Ansprüche Frankreichs und Armeniens
Markow erklärte außerdem, dass man in Russland fest an eine „westliche Verschwörung“ in dieser Frage glaube. So habe Frankreich die Aufgabe übernommen, Armenien und England Aserbaidschan von Russland abzuspalten. Dieser Plan werde auch durch die Geheimdienste und die Diaspora umgesetzt.

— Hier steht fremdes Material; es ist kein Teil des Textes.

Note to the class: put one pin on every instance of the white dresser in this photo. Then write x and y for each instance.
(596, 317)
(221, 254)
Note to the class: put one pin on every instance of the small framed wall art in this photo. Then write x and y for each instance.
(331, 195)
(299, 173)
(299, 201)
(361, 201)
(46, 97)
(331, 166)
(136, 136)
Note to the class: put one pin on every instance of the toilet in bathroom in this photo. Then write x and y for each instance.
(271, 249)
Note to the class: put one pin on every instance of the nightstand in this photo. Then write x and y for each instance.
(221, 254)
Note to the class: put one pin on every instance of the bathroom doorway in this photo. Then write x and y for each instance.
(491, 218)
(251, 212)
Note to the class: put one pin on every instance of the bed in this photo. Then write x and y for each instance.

Laut Markow wolle der Westen damit die russische Souveränität im Südkaukasus beseitigen und die Öl- und Gasvorkommen kontrollieren.
„DIE FREUNDSCHAFT ZWISCHEN PUTIN UND ALIJEW WIRD DIE KRISE ÜBERWINDEN“
Trotz dieser angespannten Lage lenkte Markow die Aufmerksamkeit auf die persönlichen Beziehungen zwischen dem russischen Präsidenten Wladimir Putin und dem aserbaidschanischen Präsidenten Ilham Alijew und erklärte, die Krise könne überwunden werden. „Beide haben an den besten Universitäten der Sowjetunion studiert. Sie sprechen dieselbe Sprache. Sie sind sehr erfahren und respektieren sich gegenseitig“, sagte er und machte deutlich, dass die Diplomatie der Führungsspitze eine Rolle spielen werde.